- Leagues: FBA 2012–2014 NABL 2017–present
- Founded: 2006
- History: Tampa Bay Sharks 2006–2011 Tampa Bay Rebels 2014–2017 Tampa Bay Hawks 2017–present
- Arena: Florida College
- Location: Tampa, Florida
- Championships: 3
- Website: www.tampabayhawks.com

= Tampa Bay Hawks (basketball) =

NABL affiliated professional basketball ball team in Florida

The Tampa Bay Hawks are a team in the North American Basketball League (NABL) in Tampa, Florida.

==History==
Tampa Bay Sharks, the club started operations by winning the championship in the Bay Pro-Am tournament.
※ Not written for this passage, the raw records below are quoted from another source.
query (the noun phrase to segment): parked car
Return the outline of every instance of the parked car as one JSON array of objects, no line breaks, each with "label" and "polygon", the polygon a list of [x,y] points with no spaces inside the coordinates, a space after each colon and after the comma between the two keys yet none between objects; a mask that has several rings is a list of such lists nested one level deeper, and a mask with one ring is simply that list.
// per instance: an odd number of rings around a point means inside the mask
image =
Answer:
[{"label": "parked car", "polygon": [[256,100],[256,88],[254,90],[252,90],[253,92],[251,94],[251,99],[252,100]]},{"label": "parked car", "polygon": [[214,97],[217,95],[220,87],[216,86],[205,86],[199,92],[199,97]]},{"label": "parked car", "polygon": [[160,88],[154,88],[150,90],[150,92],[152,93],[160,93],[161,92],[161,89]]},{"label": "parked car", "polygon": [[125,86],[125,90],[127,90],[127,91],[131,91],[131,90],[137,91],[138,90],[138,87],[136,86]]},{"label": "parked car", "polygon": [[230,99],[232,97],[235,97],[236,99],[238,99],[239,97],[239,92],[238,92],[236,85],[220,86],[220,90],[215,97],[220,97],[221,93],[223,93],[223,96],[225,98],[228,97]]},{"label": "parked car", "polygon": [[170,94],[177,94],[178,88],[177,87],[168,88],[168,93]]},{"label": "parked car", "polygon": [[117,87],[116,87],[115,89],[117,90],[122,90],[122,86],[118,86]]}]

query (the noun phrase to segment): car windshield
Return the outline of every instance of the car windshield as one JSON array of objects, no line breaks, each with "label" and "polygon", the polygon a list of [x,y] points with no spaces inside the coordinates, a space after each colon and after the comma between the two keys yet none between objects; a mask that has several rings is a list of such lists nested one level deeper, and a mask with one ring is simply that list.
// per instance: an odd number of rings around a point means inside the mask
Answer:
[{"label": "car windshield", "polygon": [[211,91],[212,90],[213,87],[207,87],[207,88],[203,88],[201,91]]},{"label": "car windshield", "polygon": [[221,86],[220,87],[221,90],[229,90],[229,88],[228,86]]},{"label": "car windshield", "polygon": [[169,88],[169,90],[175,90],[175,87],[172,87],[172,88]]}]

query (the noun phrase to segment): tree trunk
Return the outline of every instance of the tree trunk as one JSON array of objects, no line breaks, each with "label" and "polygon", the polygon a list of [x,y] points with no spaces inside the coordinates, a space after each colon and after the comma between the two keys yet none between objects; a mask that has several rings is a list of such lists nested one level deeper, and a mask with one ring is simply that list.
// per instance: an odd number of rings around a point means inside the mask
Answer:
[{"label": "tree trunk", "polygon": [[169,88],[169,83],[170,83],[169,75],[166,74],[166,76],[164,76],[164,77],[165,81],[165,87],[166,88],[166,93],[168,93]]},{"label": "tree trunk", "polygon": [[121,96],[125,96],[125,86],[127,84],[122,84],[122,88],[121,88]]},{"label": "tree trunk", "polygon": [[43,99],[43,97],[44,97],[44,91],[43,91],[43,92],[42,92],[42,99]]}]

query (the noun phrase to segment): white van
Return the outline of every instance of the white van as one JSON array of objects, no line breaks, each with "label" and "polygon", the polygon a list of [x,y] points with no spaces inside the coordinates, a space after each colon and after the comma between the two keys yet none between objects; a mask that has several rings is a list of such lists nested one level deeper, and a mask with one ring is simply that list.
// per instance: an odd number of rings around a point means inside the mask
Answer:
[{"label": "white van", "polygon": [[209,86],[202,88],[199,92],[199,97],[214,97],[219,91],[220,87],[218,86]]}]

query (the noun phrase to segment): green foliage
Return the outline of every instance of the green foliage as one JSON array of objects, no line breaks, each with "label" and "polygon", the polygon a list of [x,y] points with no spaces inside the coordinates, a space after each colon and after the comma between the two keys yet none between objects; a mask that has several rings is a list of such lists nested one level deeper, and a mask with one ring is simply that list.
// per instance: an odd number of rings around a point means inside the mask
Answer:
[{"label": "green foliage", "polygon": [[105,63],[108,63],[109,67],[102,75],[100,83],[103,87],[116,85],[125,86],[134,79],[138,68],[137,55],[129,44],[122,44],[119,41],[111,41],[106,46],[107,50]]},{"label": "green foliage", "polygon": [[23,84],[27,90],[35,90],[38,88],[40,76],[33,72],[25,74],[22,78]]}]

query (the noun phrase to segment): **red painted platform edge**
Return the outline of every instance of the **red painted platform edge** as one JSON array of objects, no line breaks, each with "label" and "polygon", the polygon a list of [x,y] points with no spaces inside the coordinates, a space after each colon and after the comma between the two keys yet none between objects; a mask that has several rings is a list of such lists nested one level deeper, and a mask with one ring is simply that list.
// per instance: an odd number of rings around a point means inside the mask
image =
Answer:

That year, the team traveled to Argentina and Mexico where, for the first time, some of our best players were signed by international clubs

In 2011, we changed the name to Tampa Bay Rebels and co-founded the Florida Basketball Association. The newly formed Tampa Bay Rebels won the 2012 FBA Championship and reached the finals for three consecutive years. The inaugural season of 2012 was played with four teams. Tampa Bay Rebels defeated Heartland Prowl to win the first FBA championship. The Rebels (10-2) and Prowl (9-3) dominated league play in 2013 and met in the championship game once again. Heartland Prowl avenged their first season loss by defeating Tampa Bay 111-109. Prowl forward Arnold Lewis was named FBA Finals MVP, scoring 27 points.

On December 3, 2017, it was announced that the team would be joining the NABL for the upcoming 2018 season. On February 6, 2018, the Hawks named Florida College as their arena.